I've got a Lambda function set up that takes in records through a trigger, and for each incoming record, it outputs multiple records to a Kinesis stream. For example, when I receive one record, it generates ten records in the output. Now, I'm concerned about what happens during a service disruption while writing those Kinesis records. If I successfully write 9 out of the 10 output records and then encounter a failure, the trigger will attempt to reprocess the same input record. This would mean those 10 records could end up being processed again, resulting in 9 duplicates if successful. I've considered using a manual deduplication method with hashes stored in a DynamoDB table to check if a record has already been written. Is this the best approach, or are there other effective strategies?
2 Answers
What you’re describing is essentially Lambda idempotency, which means that doing the same task multiple times will yield the same result. You’ll need a type of persistent storage to help track your progress, and Lambda Powertools can be really useful for handling these cases. You can check out more about it and gather ideas by searching for 'Lambda idempotency.'
Great point! Having a unique identifier for each record can also help in tracking, and having that phrase 'Lambda idempotency' will definitely help streamline my searches.

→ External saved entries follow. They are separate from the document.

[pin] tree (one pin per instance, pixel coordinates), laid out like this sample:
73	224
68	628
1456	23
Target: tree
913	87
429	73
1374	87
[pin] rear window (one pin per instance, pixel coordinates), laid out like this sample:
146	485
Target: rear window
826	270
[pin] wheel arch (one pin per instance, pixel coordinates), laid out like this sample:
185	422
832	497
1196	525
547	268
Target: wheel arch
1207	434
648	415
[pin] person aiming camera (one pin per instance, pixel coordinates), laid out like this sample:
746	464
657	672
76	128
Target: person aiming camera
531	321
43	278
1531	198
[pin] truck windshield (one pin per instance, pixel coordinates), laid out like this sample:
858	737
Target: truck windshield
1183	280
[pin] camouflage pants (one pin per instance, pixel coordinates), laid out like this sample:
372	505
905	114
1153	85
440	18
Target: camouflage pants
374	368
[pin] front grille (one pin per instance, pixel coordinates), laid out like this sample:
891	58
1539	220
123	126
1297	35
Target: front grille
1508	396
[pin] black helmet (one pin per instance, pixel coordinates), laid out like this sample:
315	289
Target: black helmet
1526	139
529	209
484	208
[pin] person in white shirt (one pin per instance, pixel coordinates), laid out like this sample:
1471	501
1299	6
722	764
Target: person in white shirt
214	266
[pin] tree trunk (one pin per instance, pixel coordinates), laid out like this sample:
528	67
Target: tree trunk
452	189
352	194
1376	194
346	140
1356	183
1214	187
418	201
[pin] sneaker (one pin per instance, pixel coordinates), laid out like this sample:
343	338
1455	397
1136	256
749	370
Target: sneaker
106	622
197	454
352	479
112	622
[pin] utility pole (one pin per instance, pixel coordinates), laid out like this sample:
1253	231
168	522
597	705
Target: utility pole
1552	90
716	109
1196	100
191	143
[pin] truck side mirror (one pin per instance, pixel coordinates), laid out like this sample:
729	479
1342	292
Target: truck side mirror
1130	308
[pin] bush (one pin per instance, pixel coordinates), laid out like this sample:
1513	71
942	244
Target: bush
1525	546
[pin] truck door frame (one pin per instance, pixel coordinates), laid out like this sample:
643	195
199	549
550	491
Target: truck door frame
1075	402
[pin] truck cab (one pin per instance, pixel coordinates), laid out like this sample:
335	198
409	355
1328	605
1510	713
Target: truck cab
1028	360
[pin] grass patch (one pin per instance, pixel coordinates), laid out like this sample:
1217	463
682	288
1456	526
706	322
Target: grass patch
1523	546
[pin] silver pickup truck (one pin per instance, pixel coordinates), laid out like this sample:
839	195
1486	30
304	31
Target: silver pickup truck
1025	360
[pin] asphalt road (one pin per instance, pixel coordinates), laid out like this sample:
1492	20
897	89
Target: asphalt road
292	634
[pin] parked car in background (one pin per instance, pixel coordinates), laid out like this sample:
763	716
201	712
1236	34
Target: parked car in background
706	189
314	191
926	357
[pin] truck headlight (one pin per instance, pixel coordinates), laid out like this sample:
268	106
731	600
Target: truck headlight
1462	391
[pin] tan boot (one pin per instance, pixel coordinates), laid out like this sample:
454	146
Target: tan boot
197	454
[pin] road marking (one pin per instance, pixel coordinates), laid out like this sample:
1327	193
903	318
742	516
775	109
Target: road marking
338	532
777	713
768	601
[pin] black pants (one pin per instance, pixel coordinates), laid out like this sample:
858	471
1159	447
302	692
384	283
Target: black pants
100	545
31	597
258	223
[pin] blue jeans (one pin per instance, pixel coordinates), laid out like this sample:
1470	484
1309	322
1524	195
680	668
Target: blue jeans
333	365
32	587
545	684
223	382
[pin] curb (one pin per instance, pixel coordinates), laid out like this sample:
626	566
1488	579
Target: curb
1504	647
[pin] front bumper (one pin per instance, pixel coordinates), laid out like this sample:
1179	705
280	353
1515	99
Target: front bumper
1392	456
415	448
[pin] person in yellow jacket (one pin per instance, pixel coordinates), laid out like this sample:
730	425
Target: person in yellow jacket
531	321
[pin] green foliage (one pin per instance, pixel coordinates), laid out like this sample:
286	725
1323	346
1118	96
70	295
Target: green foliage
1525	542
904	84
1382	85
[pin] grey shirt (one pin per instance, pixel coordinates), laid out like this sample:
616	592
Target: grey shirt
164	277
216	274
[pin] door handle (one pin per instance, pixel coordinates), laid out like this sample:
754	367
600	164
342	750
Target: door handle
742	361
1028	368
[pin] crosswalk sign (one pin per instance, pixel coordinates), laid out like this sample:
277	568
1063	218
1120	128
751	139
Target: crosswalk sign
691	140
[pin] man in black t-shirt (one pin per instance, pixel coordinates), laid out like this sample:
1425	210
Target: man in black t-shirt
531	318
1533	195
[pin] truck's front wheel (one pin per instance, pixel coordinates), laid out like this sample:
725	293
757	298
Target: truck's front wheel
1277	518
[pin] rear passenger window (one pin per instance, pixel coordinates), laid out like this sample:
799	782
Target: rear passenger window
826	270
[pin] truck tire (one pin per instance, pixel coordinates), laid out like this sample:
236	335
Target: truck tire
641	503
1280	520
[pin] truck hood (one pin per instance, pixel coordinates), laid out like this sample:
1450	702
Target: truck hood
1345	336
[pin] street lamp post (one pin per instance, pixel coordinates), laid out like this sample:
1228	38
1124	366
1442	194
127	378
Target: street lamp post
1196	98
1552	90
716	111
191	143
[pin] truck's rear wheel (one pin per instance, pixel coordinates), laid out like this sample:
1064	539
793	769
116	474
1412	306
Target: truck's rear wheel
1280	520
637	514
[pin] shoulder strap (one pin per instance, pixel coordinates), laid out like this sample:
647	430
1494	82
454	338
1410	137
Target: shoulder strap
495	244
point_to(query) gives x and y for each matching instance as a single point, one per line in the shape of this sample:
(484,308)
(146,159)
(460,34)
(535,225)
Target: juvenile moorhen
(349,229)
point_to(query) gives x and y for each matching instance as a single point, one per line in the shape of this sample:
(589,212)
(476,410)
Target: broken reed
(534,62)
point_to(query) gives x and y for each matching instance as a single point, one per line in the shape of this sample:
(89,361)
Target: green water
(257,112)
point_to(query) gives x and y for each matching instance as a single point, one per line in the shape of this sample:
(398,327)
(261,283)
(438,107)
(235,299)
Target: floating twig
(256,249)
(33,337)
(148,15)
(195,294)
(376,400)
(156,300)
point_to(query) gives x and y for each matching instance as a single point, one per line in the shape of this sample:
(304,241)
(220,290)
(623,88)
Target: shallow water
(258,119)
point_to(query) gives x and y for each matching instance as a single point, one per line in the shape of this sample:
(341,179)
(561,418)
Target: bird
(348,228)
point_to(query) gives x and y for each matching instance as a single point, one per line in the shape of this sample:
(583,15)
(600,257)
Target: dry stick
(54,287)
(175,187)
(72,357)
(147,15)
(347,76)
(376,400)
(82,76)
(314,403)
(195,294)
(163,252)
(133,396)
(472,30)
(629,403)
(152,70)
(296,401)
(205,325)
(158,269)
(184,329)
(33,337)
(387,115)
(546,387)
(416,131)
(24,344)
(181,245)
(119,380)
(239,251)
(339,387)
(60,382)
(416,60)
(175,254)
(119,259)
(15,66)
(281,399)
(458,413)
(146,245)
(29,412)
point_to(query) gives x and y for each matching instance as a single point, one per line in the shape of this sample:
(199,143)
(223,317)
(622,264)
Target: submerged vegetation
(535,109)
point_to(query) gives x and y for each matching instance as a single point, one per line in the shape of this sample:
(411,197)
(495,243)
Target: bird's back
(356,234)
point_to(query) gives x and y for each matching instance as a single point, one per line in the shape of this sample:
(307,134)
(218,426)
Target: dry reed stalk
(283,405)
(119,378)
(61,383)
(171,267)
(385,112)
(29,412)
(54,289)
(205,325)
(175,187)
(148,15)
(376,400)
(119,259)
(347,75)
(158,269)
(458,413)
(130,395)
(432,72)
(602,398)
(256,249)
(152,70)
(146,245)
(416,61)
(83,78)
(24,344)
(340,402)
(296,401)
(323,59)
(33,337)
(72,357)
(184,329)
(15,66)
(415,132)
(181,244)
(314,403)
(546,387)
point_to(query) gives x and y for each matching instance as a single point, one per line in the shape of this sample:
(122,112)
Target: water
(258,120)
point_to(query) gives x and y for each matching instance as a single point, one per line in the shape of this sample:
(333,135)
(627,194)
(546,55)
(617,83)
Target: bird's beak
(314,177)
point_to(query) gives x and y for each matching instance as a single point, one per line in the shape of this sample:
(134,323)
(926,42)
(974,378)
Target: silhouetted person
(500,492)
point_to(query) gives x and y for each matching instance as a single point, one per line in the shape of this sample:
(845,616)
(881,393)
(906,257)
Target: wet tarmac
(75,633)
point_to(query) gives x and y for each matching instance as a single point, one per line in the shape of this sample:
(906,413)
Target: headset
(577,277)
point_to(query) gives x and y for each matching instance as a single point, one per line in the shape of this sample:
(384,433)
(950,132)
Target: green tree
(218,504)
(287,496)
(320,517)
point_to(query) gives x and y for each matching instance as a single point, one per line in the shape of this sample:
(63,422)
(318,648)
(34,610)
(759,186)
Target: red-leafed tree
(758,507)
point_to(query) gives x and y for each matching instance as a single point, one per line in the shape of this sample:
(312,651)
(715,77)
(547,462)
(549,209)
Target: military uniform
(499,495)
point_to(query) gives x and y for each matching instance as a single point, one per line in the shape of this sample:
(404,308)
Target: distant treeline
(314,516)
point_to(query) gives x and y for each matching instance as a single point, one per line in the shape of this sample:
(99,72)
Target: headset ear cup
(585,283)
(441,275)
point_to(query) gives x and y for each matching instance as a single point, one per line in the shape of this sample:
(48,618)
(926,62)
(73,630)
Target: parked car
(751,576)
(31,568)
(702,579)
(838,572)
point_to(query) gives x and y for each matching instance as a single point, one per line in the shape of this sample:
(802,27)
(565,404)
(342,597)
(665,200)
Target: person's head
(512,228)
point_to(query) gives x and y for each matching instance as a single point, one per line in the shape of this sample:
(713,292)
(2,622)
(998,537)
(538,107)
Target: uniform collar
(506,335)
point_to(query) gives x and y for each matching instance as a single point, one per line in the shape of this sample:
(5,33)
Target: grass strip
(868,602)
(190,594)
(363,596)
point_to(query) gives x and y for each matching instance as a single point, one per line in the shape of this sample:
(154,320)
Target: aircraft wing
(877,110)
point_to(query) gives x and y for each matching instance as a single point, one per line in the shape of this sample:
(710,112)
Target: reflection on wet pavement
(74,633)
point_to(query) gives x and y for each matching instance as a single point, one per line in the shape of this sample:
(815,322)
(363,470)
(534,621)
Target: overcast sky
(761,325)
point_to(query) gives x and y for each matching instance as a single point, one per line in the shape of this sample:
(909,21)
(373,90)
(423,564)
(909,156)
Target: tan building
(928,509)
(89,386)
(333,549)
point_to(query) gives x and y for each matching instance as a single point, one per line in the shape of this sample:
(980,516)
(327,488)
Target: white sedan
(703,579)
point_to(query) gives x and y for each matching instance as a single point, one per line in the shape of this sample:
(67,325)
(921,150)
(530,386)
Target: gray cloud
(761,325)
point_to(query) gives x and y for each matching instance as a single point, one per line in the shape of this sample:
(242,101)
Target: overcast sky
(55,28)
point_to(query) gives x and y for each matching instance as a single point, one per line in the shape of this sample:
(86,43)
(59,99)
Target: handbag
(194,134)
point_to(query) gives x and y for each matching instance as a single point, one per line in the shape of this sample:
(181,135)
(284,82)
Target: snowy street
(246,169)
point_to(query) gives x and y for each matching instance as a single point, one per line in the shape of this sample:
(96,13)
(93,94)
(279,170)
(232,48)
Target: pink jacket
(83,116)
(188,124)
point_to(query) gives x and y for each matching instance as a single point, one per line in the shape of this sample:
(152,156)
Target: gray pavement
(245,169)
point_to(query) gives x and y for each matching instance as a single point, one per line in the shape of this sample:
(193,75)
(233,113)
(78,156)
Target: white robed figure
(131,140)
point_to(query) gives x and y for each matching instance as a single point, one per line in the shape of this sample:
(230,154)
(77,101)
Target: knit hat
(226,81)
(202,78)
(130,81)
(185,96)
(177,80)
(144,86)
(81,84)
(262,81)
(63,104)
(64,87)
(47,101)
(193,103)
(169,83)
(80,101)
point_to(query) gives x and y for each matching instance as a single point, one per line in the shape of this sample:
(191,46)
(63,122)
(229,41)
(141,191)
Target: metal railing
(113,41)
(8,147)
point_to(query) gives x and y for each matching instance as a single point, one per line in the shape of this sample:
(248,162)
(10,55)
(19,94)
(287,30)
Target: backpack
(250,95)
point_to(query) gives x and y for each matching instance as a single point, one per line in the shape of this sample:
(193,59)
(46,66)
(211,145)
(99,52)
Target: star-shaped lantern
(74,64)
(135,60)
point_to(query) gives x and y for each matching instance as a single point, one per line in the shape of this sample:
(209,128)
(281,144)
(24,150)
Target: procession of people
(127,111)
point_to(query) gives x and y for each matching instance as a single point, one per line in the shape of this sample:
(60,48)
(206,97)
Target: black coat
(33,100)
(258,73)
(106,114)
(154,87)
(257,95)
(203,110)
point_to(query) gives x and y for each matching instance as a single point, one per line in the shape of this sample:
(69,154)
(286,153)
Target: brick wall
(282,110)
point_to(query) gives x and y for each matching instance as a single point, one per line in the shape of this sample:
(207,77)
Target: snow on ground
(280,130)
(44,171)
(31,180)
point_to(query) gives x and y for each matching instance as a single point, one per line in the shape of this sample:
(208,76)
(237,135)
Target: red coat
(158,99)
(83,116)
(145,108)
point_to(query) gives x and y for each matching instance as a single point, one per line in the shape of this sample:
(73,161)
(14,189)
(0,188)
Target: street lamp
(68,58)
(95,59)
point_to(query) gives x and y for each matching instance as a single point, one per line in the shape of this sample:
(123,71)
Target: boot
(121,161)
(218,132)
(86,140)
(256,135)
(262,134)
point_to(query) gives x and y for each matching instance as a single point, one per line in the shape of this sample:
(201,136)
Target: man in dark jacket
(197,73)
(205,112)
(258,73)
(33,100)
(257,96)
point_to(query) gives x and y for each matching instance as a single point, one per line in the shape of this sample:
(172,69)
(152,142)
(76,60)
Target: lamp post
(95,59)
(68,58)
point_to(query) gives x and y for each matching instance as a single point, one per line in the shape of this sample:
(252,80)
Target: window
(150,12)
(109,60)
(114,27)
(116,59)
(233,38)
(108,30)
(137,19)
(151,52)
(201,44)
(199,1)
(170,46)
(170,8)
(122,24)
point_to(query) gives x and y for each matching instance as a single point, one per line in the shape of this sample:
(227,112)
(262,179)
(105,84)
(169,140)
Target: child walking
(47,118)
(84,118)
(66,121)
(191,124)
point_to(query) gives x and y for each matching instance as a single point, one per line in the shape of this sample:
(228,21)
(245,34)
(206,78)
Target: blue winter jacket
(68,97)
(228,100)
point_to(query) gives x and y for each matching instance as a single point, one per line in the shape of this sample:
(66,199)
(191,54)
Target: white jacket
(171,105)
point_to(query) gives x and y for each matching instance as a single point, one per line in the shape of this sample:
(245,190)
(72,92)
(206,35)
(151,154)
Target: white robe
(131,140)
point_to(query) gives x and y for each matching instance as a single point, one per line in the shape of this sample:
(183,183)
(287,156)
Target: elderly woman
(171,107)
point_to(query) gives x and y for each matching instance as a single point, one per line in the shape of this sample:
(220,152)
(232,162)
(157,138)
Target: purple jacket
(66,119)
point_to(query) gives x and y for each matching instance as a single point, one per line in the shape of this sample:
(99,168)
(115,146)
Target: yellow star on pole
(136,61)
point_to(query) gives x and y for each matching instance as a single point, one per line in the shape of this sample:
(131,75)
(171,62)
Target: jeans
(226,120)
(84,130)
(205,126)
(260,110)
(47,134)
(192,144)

You might want to let duplicates happen and manage them upstream instead. For example, taking a 'last write wins' approach in your data storage could help. Another way is to wrap your whole process in a try/catch block; if any of the 10 messages fail, just throw an error. If everything goes smoothly, then publish your whole set to the stream.
But what happens if the method for recording progress fails? You might have processed the data, but you're unable to log it.